RON...nope...wish it was. Especially if it was a real nice grouping...[]

 I only just started mine a couple months ago...(after selling off all I had before).

 "what goes around, comes around" ,has more than one application, looks like...heh.


 BTW...ya sell that black Soule's ?


----------



## bearswede (Oct 6, 2005)

Not the real dark one, but Kelly has dibs on a similar one that's really crude but not as dark...

 What's your inventory so far?


 Ron


 This is Kelly's:


----------



## whiskeyman (Oct 6, 2005)

RON...if he changes his mind I may be interested: depending upon $$ tho...

 I just have 5 presently...4 Doyles in varying shades of amber, one with labels...and the Gippsland.


----------



## bearswede (Oct 15, 2005)

Charlie...

 Don't tell me... YOU'RE "darckpoet"!???!!!


 Charlie................!!!!!


----------



## whiskeyman (Oct 15, 2005)

RON...who me???[sm=rolleyes.gif][sm=lol.gif]


----------



## bearswede (Oct 15, 2005)

Dear darckpoet...

 Here's the "light" of my bottle-collecting life...

 I won't make you guess what I paid for it... I already skunked you out of "The Dark Prince"...


 Ron


----------



## whiskeyman (Oct 15, 2005)

RON...why should I haveta guess? I told you what I paid for mine dinna I ?

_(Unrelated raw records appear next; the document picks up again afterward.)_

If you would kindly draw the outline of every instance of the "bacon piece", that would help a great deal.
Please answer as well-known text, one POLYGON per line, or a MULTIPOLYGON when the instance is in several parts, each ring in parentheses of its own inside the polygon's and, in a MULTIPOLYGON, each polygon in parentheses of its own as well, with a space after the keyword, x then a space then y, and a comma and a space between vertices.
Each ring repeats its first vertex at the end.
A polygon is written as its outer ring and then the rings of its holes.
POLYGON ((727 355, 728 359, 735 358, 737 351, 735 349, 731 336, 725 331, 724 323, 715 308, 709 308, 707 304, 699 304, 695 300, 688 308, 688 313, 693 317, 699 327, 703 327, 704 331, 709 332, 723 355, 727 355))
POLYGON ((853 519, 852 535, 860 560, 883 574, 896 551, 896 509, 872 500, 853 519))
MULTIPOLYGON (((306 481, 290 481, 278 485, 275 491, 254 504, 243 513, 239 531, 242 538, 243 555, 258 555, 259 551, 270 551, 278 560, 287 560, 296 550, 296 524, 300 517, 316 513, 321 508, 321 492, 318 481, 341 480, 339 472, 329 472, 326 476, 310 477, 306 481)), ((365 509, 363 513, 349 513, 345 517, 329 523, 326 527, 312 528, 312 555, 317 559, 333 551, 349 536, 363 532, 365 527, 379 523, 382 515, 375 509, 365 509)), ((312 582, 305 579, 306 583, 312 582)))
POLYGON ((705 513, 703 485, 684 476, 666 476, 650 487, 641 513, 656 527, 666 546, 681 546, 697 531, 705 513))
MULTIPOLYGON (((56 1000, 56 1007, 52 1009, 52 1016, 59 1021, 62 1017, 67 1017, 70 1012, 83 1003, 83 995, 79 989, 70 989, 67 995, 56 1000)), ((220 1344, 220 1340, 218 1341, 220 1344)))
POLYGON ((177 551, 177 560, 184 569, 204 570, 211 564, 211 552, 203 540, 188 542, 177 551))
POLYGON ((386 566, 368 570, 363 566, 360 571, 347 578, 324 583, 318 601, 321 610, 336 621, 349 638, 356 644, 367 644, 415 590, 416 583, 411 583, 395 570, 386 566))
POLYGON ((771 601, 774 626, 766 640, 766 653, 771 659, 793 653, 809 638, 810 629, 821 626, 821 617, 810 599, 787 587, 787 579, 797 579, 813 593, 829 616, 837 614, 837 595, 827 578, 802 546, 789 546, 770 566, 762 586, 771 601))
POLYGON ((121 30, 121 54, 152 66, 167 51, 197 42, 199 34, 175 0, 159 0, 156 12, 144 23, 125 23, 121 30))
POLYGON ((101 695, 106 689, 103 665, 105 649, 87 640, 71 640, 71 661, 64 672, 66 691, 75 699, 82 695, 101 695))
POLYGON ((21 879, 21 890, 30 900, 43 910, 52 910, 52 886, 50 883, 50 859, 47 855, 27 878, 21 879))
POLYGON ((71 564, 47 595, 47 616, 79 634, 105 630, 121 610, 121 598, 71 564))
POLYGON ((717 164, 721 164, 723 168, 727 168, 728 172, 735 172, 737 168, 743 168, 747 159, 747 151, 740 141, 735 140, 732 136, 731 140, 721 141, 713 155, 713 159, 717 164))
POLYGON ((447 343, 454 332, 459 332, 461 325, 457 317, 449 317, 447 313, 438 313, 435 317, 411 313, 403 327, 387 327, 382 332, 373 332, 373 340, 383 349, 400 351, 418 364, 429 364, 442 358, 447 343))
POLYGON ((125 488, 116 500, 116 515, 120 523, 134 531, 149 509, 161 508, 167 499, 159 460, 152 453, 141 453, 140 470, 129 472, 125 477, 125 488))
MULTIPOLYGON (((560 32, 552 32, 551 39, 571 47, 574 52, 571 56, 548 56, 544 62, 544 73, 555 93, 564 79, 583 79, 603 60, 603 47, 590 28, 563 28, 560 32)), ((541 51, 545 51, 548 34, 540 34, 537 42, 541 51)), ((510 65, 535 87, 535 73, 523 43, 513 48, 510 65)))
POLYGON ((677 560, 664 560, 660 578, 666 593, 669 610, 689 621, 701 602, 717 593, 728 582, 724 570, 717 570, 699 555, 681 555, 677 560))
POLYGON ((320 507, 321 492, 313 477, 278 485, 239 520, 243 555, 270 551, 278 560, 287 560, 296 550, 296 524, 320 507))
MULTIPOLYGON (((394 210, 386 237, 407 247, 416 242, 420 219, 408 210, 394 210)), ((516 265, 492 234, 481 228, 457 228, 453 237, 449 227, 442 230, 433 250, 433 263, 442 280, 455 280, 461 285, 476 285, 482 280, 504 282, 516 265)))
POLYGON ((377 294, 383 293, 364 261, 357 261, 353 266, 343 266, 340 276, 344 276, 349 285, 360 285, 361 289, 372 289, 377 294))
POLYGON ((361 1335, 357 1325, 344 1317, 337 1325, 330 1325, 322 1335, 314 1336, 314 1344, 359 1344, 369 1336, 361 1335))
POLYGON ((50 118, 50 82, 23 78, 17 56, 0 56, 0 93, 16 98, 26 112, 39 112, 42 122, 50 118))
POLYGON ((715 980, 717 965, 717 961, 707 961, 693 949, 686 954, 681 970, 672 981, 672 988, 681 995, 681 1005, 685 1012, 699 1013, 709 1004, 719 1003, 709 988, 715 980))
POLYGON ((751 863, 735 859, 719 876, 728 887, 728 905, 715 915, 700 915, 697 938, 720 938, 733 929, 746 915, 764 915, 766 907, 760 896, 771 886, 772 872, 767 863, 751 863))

 As for skunkin' me outta the Dark Prince...ya don't haveta rub it in, ya know...[]

 I'll get me one yet...[]


 oh, BTW...nice Gippsland. Embossing seems stronger than on mine...[]
 and yers is a bit darker...


----------



## bearswede (Oct 15, 2005)

It's probably just the photography, Charlie... I'd say the two are pretty much on a par...

 Ron

 PS... Speakin' o' skunkin', you joined the forum 6 months after I did, and you have over 300 more posts than I do... Not fair, Charlie... But who's counting...?


----------



## whiskeyman (Oct 15, 2005)

LOL@ who's countin'....methinks Admin is keeping up...
 I guess I tend ta chatter a lot more...[sm=lol.gif]
 Besides...yer pC was down fer a while,RON.

 And yer bein gracious, by saying it's the photography...just tryin' ta spare my feelins...[]

 What'd ya do to LOBEY? He ain't been in but maybe once since his birthday...He doin' okay?


----------



## bearswede (Oct 16, 2005)

Hi Charlie...

 I've emailed him a few times, but no response... I'll try again...


 Ron


----------



## bearswede (Oct 18, 2005)

Hey, Charlie...

 Speakin' of patches... I just picked up this nice little Lockport... The photo doesn't show it too well, but it has a patch where the "LO" in Lockport occurs...

 Got it for well under the $200+ most folks were asking for these at the Albany show... It's a dug bottle and has some ground wear/scratches on the label side, but otherwise, it's pretty clean and no damage!!!

 Ron


----------



## bearswede (Oct 18, 2005)

Lockport side...


----------



## bearswede (Oct 18, 2005)

The "Lab" side...


----------



## bearswede (Oct 20, 2005)

Here's the base... I'm still looking for an O.P. Lockport, but this will do till then...


----------



## Miles (Oct 21, 2005)

Here's an auction that's going on right now.

 On Ebay lately, fine examples of merchants are coming up, keep your eyes open.


----------



## bearswede (Oct 21, 2005)

Thanks for the tip, Miles... That one looks possibly like an attic mint example... Mine was dug and has some scratching on the label side, but is nice and clean for having been in the ground... And it cost considerably less than most others of it's ilk...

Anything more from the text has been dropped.